I've kept a scrapbook, actually, a memory book if you will, of pictures of them and of other important things to have and to remember. Oz's Rolling Stone cover is in there, so is Xander's newspaper article about his strange teaching methods, Cordelia's wedding and baby announcements, and Willow's mention in a medical journal in an article dealing with treating blood loss. On the last page, I kept their obituaries. Oddly, it's Xander's that is my favorite. He wrote it himself, the ultimate last prank I suppose, and the ending goes like this: "He was at least tolerated by the people around him who faked laughter at his jokes, he loved his dog, and was usually rude to phone solicitors." It still makes me smile sometimes because it is so purely Xander.

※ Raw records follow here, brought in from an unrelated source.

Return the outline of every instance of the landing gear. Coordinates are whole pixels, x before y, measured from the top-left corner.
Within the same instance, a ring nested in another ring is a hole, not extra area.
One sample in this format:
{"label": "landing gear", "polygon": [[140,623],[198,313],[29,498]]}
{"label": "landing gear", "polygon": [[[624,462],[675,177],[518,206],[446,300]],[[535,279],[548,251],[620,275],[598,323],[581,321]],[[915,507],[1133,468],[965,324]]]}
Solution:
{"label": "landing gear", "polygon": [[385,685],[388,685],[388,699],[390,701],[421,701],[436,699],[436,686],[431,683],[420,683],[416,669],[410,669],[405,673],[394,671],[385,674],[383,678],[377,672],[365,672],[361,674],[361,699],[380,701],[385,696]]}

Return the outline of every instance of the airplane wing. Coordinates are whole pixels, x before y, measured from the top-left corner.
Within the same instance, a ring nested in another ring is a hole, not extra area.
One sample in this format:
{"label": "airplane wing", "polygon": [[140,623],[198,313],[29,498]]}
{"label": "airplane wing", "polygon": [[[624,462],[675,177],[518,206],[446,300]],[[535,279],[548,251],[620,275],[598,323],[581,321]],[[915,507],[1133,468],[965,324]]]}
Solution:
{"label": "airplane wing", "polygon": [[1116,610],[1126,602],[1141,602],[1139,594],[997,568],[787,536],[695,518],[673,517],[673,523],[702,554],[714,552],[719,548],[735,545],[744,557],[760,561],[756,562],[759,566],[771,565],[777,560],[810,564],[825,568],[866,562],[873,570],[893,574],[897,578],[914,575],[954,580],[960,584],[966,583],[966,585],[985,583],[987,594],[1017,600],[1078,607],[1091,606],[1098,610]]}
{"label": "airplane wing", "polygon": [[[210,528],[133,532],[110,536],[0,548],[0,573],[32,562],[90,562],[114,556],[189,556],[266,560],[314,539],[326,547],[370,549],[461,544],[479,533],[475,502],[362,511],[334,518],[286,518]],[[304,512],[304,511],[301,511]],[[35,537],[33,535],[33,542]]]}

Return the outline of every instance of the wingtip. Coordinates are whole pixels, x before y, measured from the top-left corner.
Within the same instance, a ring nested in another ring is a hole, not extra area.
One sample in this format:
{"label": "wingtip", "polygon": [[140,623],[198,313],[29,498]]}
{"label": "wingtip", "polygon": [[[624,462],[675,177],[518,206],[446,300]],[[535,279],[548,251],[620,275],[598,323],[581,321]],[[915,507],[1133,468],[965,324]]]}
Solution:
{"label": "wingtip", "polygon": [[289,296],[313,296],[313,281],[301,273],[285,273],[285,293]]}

In this book, however, there is one space left. It's for Buffy's obituary that has yet to be written. I hope whoever writes it does her justice.

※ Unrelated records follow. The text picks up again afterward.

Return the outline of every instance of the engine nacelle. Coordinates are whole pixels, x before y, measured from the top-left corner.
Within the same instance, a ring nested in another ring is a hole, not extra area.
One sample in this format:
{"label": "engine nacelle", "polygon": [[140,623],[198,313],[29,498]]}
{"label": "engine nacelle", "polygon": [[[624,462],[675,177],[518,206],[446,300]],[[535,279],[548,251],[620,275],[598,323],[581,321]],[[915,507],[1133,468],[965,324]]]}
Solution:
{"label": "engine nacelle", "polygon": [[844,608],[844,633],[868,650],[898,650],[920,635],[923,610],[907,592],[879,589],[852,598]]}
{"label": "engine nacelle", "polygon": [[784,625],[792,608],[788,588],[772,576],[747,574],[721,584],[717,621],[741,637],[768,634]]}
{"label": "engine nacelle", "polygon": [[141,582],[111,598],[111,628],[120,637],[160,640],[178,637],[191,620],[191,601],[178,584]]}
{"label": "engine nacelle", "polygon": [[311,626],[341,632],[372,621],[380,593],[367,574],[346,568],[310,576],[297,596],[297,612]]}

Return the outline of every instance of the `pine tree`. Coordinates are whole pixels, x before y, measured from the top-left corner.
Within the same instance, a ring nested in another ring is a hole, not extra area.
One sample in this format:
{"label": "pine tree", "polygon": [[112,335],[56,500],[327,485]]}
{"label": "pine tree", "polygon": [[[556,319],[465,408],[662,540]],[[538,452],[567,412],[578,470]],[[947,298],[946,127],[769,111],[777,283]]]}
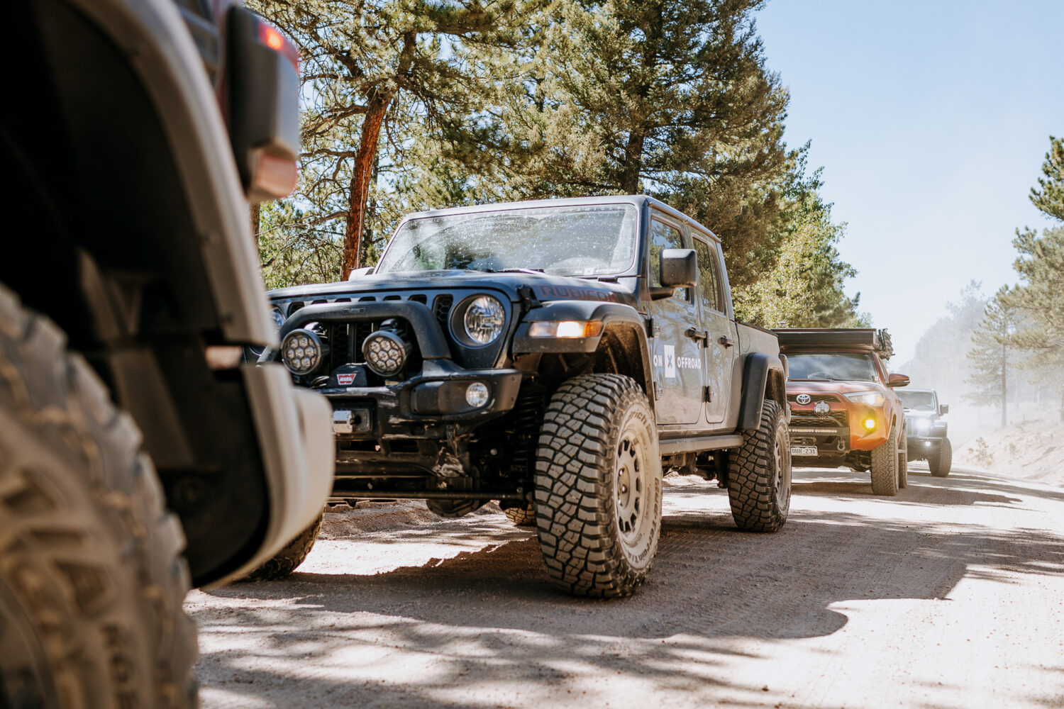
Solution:
{"label": "pine tree", "polygon": [[986,304],[983,321],[971,335],[974,347],[968,351],[972,369],[968,382],[975,389],[967,398],[977,404],[1000,404],[1002,428],[1008,425],[1009,371],[1017,323],[1009,296],[1009,286],[1002,286]]}
{"label": "pine tree", "polygon": [[[1031,202],[1043,214],[1064,221],[1064,139],[1050,136],[1038,187]],[[1021,366],[1061,396],[1064,421],[1064,226],[1016,230],[1013,246],[1019,252],[1014,268],[1019,285],[1010,294],[1013,308],[1023,314],[1025,326],[1012,343],[1026,352]]]}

So there I was, in Sunnydale, standing outside of the hospital here with a bouquet of flowers in my hands. It's not enough, really, but what the hell? I walked inside, asked a kind orderly where Buffy Summers' room was. I was given directions by the woman who assumed I was probably a grandchild or something. If only she knew... I thanked her and went on my way.

I found it easily, and for a second I couldn't move my feet to walk inside. Something held me there for a while, just making me stare at the mahogany door of the room. When it seemed that I would never be able to move from that spot I finally willed my feet to take those steps and I walked inside.

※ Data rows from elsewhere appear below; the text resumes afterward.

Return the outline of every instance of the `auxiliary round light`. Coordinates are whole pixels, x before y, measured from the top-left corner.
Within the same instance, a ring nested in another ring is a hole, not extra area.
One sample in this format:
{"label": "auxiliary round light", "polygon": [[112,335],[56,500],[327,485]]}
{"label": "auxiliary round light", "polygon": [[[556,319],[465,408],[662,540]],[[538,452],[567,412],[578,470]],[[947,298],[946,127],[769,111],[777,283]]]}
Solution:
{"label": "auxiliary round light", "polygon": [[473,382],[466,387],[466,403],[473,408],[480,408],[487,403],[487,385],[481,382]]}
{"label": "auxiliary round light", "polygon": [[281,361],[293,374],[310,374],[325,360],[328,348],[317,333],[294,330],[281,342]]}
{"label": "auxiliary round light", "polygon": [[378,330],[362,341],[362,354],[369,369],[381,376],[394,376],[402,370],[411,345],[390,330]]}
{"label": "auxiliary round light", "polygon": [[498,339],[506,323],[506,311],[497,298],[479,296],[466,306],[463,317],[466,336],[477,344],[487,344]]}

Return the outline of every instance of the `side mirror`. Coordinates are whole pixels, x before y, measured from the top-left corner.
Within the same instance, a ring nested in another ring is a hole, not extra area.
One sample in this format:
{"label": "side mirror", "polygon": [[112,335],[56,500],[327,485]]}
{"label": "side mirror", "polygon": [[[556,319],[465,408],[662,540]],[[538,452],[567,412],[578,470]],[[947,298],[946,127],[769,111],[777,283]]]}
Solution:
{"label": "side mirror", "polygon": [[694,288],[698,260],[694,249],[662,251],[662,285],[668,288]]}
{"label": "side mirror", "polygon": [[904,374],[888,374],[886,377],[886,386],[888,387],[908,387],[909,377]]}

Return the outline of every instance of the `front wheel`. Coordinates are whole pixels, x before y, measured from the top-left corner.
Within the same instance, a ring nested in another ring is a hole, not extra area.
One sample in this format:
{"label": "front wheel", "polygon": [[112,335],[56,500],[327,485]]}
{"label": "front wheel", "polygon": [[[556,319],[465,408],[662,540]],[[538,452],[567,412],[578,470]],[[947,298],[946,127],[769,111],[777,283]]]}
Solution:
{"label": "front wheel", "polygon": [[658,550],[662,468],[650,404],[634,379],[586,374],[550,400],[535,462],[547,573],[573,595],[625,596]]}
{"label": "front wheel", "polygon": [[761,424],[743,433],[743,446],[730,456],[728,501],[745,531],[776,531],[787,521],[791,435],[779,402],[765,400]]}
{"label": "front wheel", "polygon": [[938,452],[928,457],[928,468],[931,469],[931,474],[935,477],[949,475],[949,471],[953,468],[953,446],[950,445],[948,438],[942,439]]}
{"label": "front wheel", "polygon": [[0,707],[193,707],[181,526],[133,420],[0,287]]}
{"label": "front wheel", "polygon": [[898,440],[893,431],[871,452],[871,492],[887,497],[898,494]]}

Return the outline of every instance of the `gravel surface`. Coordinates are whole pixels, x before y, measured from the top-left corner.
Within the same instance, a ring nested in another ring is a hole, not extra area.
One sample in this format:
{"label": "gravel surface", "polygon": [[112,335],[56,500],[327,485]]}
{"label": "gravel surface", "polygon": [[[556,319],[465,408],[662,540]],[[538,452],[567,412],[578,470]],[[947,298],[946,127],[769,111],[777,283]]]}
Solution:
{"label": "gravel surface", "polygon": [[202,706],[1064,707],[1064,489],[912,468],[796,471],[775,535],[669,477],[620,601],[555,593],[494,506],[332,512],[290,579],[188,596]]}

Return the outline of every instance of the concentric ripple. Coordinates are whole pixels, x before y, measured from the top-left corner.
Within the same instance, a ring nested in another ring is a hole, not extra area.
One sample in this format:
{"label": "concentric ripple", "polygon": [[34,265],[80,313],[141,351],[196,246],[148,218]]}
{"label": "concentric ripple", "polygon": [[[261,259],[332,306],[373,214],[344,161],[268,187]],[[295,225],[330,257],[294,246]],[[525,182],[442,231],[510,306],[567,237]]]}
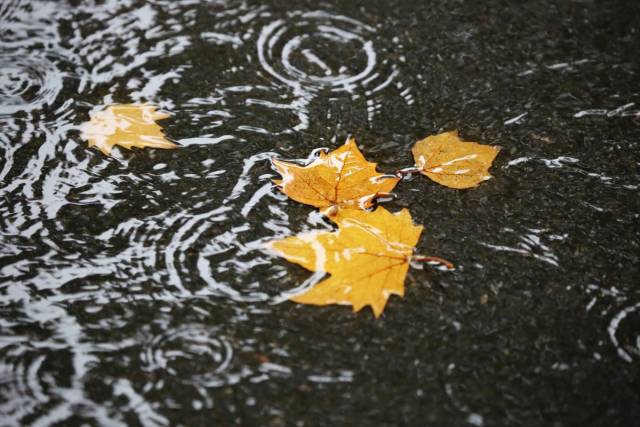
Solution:
{"label": "concentric ripple", "polygon": [[352,90],[371,77],[377,56],[373,29],[325,12],[292,13],[267,25],[258,40],[260,63],[290,86]]}
{"label": "concentric ripple", "polygon": [[44,56],[0,54],[0,116],[52,105],[62,73]]}
{"label": "concentric ripple", "polygon": [[227,372],[233,359],[231,344],[200,324],[154,337],[140,359],[144,370],[166,372],[185,384],[217,387],[234,382]]}

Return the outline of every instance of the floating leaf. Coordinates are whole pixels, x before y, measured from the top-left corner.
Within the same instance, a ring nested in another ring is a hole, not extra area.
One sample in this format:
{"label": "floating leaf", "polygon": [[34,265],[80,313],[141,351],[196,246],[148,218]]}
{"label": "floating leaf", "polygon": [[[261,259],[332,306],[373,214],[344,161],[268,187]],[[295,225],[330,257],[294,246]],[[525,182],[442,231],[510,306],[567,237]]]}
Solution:
{"label": "floating leaf", "polygon": [[462,141],[453,131],[418,141],[411,151],[416,168],[435,182],[470,188],[491,178],[489,167],[500,147]]}
{"label": "floating leaf", "polygon": [[347,304],[353,311],[369,305],[379,317],[390,295],[404,295],[404,279],[422,226],[408,210],[392,214],[344,210],[336,216],[338,231],[312,232],[271,242],[288,261],[328,279],[291,298],[313,305]]}
{"label": "floating leaf", "polygon": [[114,145],[132,147],[176,148],[177,144],[167,140],[157,120],[166,119],[167,114],[156,111],[146,104],[115,104],[91,115],[91,120],[82,126],[82,137],[89,147],[96,146],[109,155]]}
{"label": "floating leaf", "polygon": [[398,178],[380,174],[368,162],[352,138],[342,147],[307,166],[274,159],[282,175],[274,182],[293,200],[326,209],[329,216],[338,208],[366,209],[380,194],[393,190]]}

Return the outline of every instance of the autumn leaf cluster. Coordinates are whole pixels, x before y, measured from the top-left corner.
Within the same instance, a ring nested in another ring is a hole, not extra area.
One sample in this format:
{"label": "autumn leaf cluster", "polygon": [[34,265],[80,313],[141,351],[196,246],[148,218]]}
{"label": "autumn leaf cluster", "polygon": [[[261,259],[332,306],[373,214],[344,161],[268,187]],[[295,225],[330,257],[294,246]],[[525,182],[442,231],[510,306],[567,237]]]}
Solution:
{"label": "autumn leaf cluster", "polygon": [[[499,148],[462,141],[446,132],[418,141],[415,167],[431,180],[451,188],[478,186]],[[400,178],[381,174],[368,162],[354,139],[308,165],[279,159],[272,163],[281,179],[274,183],[291,199],[314,206],[337,225],[334,232],[315,231],[269,243],[290,262],[329,277],[295,295],[292,301],[351,305],[355,312],[370,306],[379,317],[391,295],[404,295],[404,280],[412,259],[452,265],[437,257],[414,255],[423,227],[414,225],[407,209],[391,213],[374,207],[389,195]]]}
{"label": "autumn leaf cluster", "polygon": [[[151,105],[115,104],[93,113],[81,131],[89,147],[105,155],[114,146],[177,148],[157,124],[167,117]],[[318,208],[337,227],[268,243],[286,260],[329,275],[291,300],[351,305],[355,312],[370,306],[379,317],[391,295],[404,295],[412,260],[453,268],[441,258],[415,255],[423,227],[413,223],[407,209],[391,213],[376,201],[389,196],[406,173],[421,173],[450,188],[476,187],[491,178],[489,167],[499,150],[463,141],[456,131],[445,132],[418,141],[412,148],[415,166],[396,175],[378,172],[353,138],[307,165],[272,159],[281,175],[274,181],[277,187],[291,199]]]}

It was like seeing a ghost of someone I'd once known and once loved with all that was in me. Her blonde hair was gone in favor of stark gray and her smooth skin was now old and covered with lines of age. There were tubes in her arms and machines connected to her, though I don't know what they were for. "Who is it?" she asked, and I knew that voice. It hadn't changed, even when so much had. It was still like music to me.

"It's me." I said softly.

"Angel?" she questioned. She cocked her head to one side and it was then that I realized that she couldn't see me. I moved closer, hoping that I was just too far away from her. "I'm sorry, Angel, I can't see you. I started going blind a few years ago--it's all gone now. Just some shadows, but not much else." I felt my heart leap into my throat at that statement.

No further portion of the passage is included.